Eruption’s effects just right for film
‘The Road’ uses Mount St. Helens’ stark landscape
TACOMA – With a few cosmetic tweaks, Mount St. Helens provided the right devastation to serve as a backdrop for scenes in John Hillcoat’s film “The Road.”
Production crews spent a day in July 2008 filming scenes from the post-apocalypse movie on the east side of the Mount St. Helens National Volcanic Monument.
While the devastation from the 1980 eruption provided the stark landscape sought for scenes, crews also took advantage of a washout on the road to Windy Ridge.
The process began in 2007, when location scouts first visited the monument, said Rod Ludvigsen, recreation special use specialist for the monument.
“The (Washington) Film Bureau took them on their first show-me trip in the fall 2007, on a really cloudy, rainy day,” Ludvigsen said. “They liked what they saw.”
In June 2008, location staff returned to look at more sites.
“They wanted locations that represented devastation,” Ludvigsen said. “The areas they liked were where trees were uprooted and root wads were showing, trees where the tops were snapped off from the eruption.”

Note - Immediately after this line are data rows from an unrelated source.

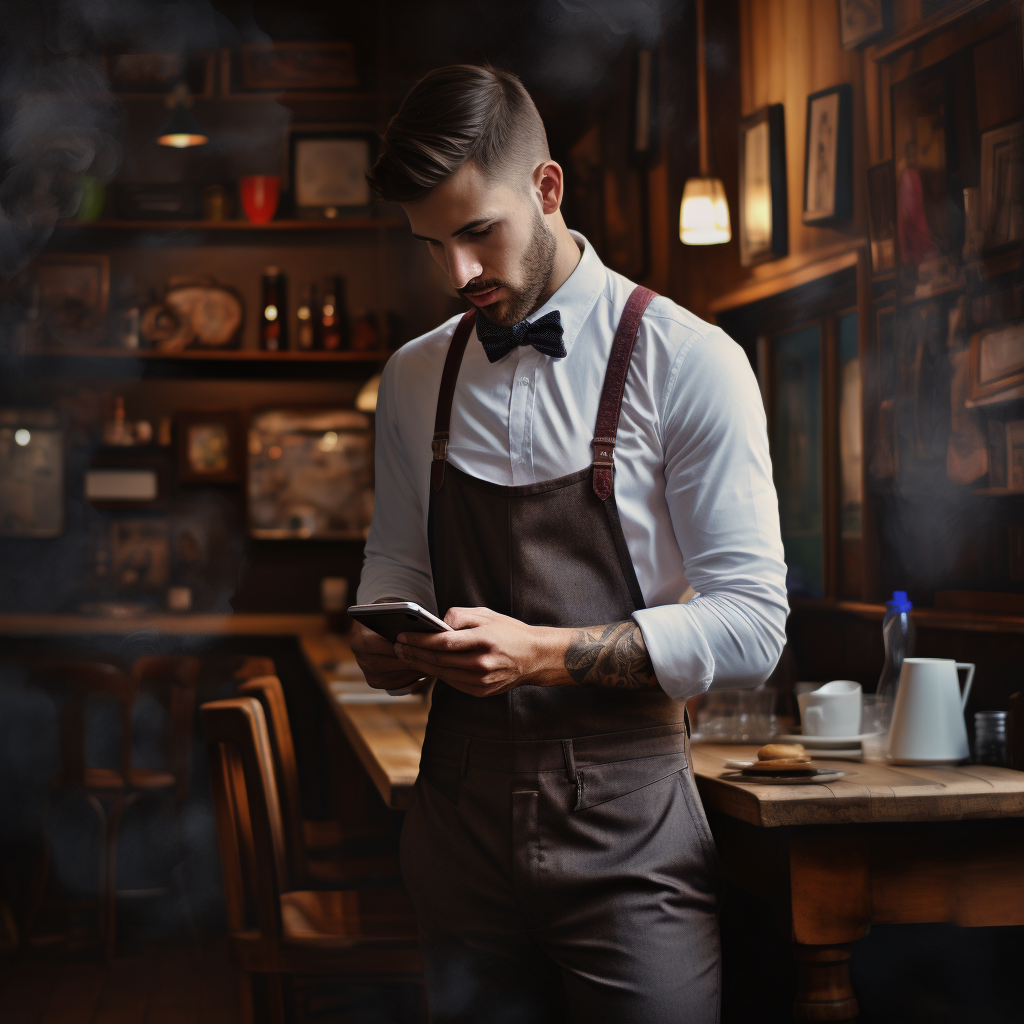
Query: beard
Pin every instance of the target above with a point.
(536, 268)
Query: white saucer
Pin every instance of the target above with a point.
(821, 741)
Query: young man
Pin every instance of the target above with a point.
(590, 442)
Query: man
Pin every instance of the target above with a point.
(548, 466)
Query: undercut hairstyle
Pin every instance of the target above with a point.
(452, 116)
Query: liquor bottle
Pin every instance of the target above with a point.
(334, 316)
(306, 321)
(273, 333)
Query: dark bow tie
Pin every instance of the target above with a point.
(544, 334)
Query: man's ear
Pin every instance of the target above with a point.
(549, 185)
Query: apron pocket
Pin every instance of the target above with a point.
(599, 783)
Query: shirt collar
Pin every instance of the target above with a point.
(578, 294)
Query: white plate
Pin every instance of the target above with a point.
(821, 741)
(829, 776)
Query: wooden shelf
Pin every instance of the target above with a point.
(229, 354)
(340, 224)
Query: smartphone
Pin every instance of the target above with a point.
(391, 617)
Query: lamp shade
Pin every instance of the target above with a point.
(704, 216)
(181, 130)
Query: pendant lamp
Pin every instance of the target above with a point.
(181, 130)
(704, 215)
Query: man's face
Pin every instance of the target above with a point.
(491, 239)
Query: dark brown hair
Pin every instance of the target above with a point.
(454, 115)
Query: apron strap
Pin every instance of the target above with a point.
(442, 419)
(614, 386)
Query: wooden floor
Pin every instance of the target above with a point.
(178, 985)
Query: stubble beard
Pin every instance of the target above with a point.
(538, 265)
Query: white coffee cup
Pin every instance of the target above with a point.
(833, 710)
(928, 722)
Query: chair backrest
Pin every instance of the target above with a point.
(71, 684)
(249, 828)
(270, 693)
(177, 679)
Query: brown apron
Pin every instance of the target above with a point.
(556, 850)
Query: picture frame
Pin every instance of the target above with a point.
(1003, 184)
(882, 216)
(327, 172)
(860, 22)
(310, 474)
(828, 157)
(74, 294)
(763, 205)
(297, 66)
(32, 473)
(208, 446)
(996, 360)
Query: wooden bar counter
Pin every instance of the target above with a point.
(883, 845)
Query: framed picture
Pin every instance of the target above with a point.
(996, 360)
(1003, 184)
(763, 210)
(828, 157)
(32, 473)
(299, 66)
(328, 172)
(208, 448)
(882, 216)
(310, 474)
(74, 291)
(860, 22)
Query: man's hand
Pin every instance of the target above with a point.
(486, 653)
(378, 662)
(489, 653)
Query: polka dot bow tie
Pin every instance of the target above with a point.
(544, 334)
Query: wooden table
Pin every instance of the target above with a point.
(884, 845)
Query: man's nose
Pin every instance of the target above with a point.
(463, 267)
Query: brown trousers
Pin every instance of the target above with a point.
(536, 909)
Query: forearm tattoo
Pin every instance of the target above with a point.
(610, 655)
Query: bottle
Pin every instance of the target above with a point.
(306, 321)
(334, 316)
(898, 635)
(273, 336)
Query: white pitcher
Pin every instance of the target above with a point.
(928, 725)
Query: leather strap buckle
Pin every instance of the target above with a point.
(604, 449)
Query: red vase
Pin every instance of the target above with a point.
(259, 197)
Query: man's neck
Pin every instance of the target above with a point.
(567, 255)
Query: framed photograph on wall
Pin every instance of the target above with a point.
(763, 209)
(1003, 184)
(882, 216)
(299, 66)
(860, 22)
(209, 448)
(328, 172)
(828, 157)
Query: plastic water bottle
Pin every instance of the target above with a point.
(898, 636)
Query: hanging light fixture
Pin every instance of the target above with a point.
(181, 130)
(704, 215)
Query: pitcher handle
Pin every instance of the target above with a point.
(970, 679)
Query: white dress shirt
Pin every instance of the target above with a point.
(692, 475)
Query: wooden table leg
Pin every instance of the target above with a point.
(823, 990)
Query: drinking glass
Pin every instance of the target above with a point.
(877, 716)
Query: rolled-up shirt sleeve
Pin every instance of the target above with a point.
(724, 512)
(397, 559)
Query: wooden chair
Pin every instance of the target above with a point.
(320, 853)
(366, 934)
(108, 791)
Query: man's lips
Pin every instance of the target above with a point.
(483, 298)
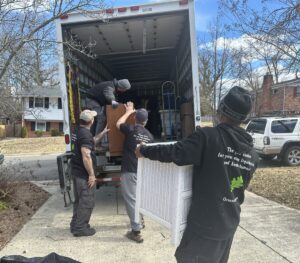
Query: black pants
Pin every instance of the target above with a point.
(196, 249)
(83, 204)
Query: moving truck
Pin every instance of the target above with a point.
(153, 45)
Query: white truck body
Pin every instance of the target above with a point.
(147, 44)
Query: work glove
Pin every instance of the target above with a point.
(114, 104)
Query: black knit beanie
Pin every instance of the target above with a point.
(236, 104)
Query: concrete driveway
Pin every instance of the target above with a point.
(268, 233)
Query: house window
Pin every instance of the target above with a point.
(40, 126)
(38, 102)
(59, 104)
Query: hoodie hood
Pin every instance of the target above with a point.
(238, 136)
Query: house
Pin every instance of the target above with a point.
(42, 111)
(277, 99)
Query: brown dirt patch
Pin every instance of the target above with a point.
(41, 145)
(279, 184)
(23, 203)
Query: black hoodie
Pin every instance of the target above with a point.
(224, 162)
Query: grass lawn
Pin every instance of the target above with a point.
(42, 145)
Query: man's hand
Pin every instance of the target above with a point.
(138, 153)
(99, 136)
(129, 107)
(91, 181)
(114, 104)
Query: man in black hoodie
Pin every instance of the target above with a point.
(104, 94)
(224, 161)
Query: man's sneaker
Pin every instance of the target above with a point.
(72, 230)
(135, 236)
(85, 232)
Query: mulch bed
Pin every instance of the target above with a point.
(23, 203)
(279, 184)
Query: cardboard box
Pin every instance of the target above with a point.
(115, 137)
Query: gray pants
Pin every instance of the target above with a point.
(83, 204)
(128, 187)
(101, 114)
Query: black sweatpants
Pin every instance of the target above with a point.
(196, 249)
(83, 204)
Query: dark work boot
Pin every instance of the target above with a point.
(72, 228)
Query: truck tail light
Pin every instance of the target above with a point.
(266, 140)
(67, 138)
(183, 2)
(134, 8)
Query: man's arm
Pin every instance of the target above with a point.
(185, 152)
(88, 165)
(99, 136)
(129, 110)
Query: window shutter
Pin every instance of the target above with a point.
(59, 104)
(46, 103)
(31, 100)
(48, 125)
(33, 126)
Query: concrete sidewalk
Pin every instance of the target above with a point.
(268, 233)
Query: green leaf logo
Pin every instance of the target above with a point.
(236, 183)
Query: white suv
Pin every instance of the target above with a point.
(279, 137)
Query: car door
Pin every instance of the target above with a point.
(283, 130)
(256, 128)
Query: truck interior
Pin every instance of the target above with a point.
(153, 52)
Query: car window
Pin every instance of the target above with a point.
(283, 126)
(257, 126)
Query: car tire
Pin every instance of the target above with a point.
(267, 157)
(291, 156)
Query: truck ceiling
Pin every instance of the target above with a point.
(138, 47)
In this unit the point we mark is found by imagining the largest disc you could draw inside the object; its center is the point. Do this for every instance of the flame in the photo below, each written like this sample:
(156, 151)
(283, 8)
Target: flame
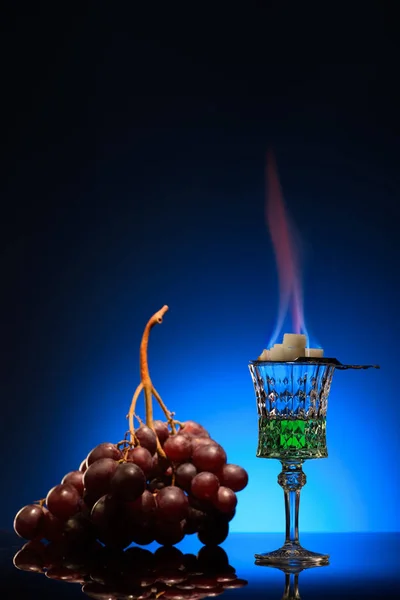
(286, 253)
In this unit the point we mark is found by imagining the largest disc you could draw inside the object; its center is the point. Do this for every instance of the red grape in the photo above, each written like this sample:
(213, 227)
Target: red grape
(142, 509)
(194, 429)
(104, 450)
(178, 448)
(184, 475)
(172, 503)
(169, 533)
(52, 527)
(225, 500)
(205, 485)
(29, 522)
(128, 482)
(98, 476)
(75, 478)
(209, 458)
(202, 441)
(29, 559)
(234, 477)
(79, 529)
(147, 438)
(142, 458)
(105, 512)
(63, 501)
(161, 430)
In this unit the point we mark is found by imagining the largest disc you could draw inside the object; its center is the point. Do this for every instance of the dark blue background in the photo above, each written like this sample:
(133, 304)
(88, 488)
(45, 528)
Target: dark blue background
(133, 177)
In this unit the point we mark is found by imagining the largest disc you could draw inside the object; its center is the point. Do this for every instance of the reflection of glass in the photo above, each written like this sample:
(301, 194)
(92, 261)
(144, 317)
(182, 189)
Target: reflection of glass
(135, 572)
(292, 401)
(291, 589)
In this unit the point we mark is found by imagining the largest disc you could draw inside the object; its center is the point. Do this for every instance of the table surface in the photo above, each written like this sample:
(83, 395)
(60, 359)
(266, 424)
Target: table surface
(361, 565)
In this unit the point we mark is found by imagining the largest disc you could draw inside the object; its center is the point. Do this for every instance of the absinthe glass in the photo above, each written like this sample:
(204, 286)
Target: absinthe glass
(292, 401)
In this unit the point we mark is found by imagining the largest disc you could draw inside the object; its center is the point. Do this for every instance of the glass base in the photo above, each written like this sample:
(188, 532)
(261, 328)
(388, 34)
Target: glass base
(291, 554)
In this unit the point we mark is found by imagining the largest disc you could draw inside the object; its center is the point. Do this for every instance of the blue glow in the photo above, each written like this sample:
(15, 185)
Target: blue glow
(83, 342)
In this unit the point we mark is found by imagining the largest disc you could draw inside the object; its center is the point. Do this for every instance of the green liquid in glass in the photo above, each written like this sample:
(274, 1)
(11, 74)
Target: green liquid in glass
(292, 438)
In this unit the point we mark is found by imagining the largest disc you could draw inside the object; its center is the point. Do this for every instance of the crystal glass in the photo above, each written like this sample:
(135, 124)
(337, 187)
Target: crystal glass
(292, 402)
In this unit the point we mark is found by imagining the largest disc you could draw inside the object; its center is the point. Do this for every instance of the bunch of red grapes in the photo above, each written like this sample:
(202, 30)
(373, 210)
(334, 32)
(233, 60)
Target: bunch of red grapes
(133, 494)
(134, 574)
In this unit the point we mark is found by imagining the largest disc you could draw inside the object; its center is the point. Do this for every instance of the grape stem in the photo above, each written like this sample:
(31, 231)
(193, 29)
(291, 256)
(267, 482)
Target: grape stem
(147, 386)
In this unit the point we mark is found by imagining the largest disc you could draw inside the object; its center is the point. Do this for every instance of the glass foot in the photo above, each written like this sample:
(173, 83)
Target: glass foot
(291, 554)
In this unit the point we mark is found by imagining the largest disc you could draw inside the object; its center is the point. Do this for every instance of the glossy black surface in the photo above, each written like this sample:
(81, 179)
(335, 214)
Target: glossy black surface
(361, 566)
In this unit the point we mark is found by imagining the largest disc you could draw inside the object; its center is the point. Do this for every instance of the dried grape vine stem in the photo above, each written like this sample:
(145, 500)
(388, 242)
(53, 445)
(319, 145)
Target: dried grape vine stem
(146, 385)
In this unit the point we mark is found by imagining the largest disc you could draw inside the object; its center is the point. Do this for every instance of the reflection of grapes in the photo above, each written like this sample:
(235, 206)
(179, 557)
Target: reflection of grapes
(162, 481)
(135, 573)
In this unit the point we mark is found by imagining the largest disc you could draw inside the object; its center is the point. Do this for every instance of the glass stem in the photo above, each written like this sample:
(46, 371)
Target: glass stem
(292, 479)
(291, 591)
(292, 503)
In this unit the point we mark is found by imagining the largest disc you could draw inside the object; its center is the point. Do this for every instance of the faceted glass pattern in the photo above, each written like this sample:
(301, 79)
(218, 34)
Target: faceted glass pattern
(292, 401)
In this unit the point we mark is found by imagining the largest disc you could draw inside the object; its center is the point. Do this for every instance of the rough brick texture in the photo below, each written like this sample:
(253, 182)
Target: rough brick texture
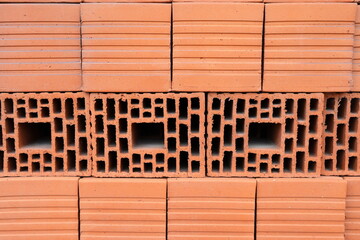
(264, 134)
(299, 209)
(45, 134)
(122, 209)
(217, 46)
(210, 208)
(40, 47)
(126, 47)
(341, 134)
(39, 208)
(150, 135)
(352, 214)
(308, 47)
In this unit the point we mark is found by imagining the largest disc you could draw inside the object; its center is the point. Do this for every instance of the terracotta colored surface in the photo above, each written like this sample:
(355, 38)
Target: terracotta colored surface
(40, 47)
(299, 209)
(126, 47)
(210, 208)
(352, 222)
(39, 208)
(148, 135)
(264, 134)
(217, 46)
(308, 47)
(46, 134)
(341, 134)
(356, 53)
(122, 209)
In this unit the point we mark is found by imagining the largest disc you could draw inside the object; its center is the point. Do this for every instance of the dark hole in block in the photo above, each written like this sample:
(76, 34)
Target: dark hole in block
(148, 135)
(265, 135)
(35, 135)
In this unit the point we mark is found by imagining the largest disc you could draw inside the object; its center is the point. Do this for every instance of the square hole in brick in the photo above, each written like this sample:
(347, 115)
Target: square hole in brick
(264, 135)
(148, 135)
(35, 135)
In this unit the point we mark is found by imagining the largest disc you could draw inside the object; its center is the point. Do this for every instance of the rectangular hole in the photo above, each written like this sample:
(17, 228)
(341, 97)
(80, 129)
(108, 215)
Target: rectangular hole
(195, 146)
(300, 161)
(113, 161)
(228, 135)
(184, 161)
(227, 160)
(71, 160)
(340, 160)
(111, 135)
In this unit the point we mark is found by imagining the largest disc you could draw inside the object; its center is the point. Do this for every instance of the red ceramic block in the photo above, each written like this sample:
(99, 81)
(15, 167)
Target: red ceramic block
(352, 214)
(122, 209)
(308, 47)
(39, 208)
(341, 137)
(44, 134)
(299, 209)
(40, 47)
(126, 47)
(264, 135)
(217, 46)
(211, 209)
(148, 135)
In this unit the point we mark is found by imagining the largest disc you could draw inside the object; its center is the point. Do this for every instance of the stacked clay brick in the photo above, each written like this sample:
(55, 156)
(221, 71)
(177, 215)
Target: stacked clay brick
(190, 119)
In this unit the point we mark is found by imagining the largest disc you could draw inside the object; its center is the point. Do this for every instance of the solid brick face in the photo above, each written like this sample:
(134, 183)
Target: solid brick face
(264, 134)
(126, 47)
(152, 135)
(44, 134)
(300, 209)
(122, 209)
(217, 46)
(40, 47)
(308, 47)
(39, 208)
(341, 134)
(210, 208)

It also helped that portions of Forest Road 99 had been washed out during recent flooding.
The crew spent a good portion of the day in that location, filming stars Viggo Mortensen and Kodi Smit-McPhee. In this adaptation of Cormac McCarthy’s novel, Mortensen plays a father leading his young son through a landscape torn apart by some unnamed cataclysm that destroyed civilization and most life on Earth.
Film crews dragged logs on the road, spread rocks and gravel to make the area look more devastated. Artificial snow was used to create snowdrifts blocking the actors’ path for one scene.
“They were a little disappointed because it was a little greener than they expected,” Ludvigsen said. “But they said they could take care of that back at the studio.”